Orteguilla iba a traducir, pero Papan le hizo callar con un gesto:

—No hables. Ya entiendo lo que dice de los dioses y leo en sus ojos lo que quiere decir. Pregunta a Malinche cómo ve él a su Dios. ¿Lo ve siempre igual, con sus manos atravesadas por dos clavos que le sujetan a un madero?

—Nuestro Dios está sobre todas las cosas y es invisible. Ese signo que tú ves, la cruz, que llevamos sobre el pecho, en el puño de la espada, que tenemos en nuestra casa y en nuestros templos, es sólo eso, un signo, una señal y una advertencia también, pues todos somos frágiles y necesitamos ver las cosas con nuestros propios ojos. Pero eso no es nuestro Dios. Dios está por encima de nosotros; Dios está en todas partes.

—¿Ves aquella esfera allí? También es, como tú dices, un signo un símbolo; pero no un dios. Nuestros antepasados de la estirpe de Tlaloc y que llegaron a este país en tiempos remotos, con lluvia, tormentas y niebla, rezaban solamente a un dios invisible, un dios que en nuestro idioma se llama Tezcatlipoca, que significa el más alto. Primeramente era el sol, después dejó de ser el sol y se extendió por todas partes. Tú no lo puedes ver, ni oír, ni sentir Y esa esfera es su símbolo.

—He visto pájaros quetzal al entrar en tus jardines. No los había visto nunca antes. Mueren en cautividad, se dice. Observo que su nombre se parece el de vuestro dios Quetzacoatl.

—Fue un rey. Cuando su pueblo sufría hambre, la Serpiente Alada se ocultaba detrás de un hormiguero y observaba la dirección en que partían las hormigas. Cuando veía que venían arrastrando los amarillos granos de maíz, se convertía él mismo en una hormiga negra. Era conducido por una hormiga roja hasta que llegaban ante unas mazorcas. Quetzacoatl las miraba y después las mostraba a su pueblo. Desde entonces se celebra la fiesta de la madurez de las mazorcas… Fue una de esas fiestas la que Tonatiuh convirtió en una carnicería…

—Acerca de las verdades de Dios, fácilmente nos pondremos de acuerdo, señora; más fácilmente que acerca de las cosas del mundo.
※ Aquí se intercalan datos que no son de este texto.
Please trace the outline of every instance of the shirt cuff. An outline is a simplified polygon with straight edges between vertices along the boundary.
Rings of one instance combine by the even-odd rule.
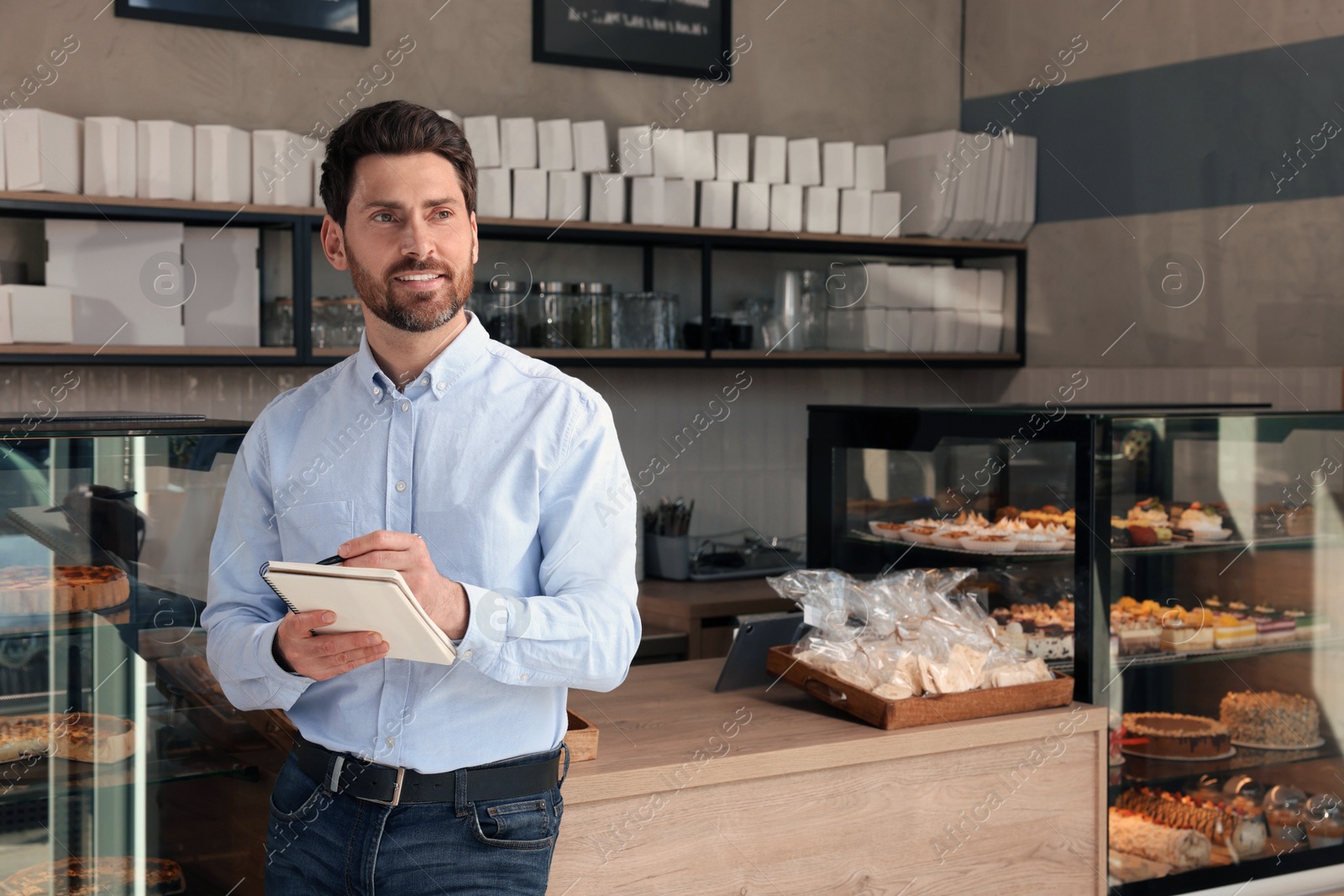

El alma es igual para los hombres que para las mujeres; pero las mano de los hombres sostienen las armas con más brío. Me has hecho llamar, señora, y yo he venido para suplicarte algo.

—¿Qué puede pedir el poderoso a aquella que nada tiene? Tengo solamente losas en el corazón y en la memoria. Bajo esas losas están todos aquellos a quienes amé un día y yo debería levantar muchas piedras para volverlos a poner entre los vivos. ¿Qué podría desear de mí, Malinche?

—Has hablado de tu dios poderoso, ese dios que lleva un nombre tan extraño. Has hablado de él por primera vez claramente y con verdad dijiste que los reyes a quien adoras como dioses no son más que grandes reyes muertos hace ya muchos siglos, envueltos ya en complicadas leyendas, como se comprende ha de suceder en un pueblo que no tiene medios de fijar fielmente las palabras en el papel. Vosotros leéis imágenes y escribís imágenes. ¿Quién puede saber al cabo de diez años, sólo diez años, cuál es la imagen de un dios y cuál la de un rey? Has hablado de un dios supremo y tú misma eres grande y maravillosa en este antiguo reino. Debes comprender, princesa, que mi Dios, mi Dios invisible, es el mismo, ha de ser el mismo que ese que tú llamas el más alto: Te ruego que me des ocasión de convertirte a mi propia fe.

—Sólo los niños se precipitan. Mis pasos son lentos desde que volví de allí. No puedo apresurarme. Vosotros mismos tenéis temor de la sangre que piden nuestros dioses. Yo también siento terror de esa sangre que habéis derramado en vuestro camino que os conduce a la gloria de vuestro Dios. Hemos de acostumbrarnos todavía el uno al otro, los unos a los otros, Malinche… Ignoro si vuestra fe es la verdadera fe, como pretende vuestro amable sacerdote…, pero no será ciertamente ésa que tú y Tonatiuh enseñáis con vuestras armas. Pero no es para eso por lo que te mandé llamar.

—La princesa puede mandar; soy sólo tu criado.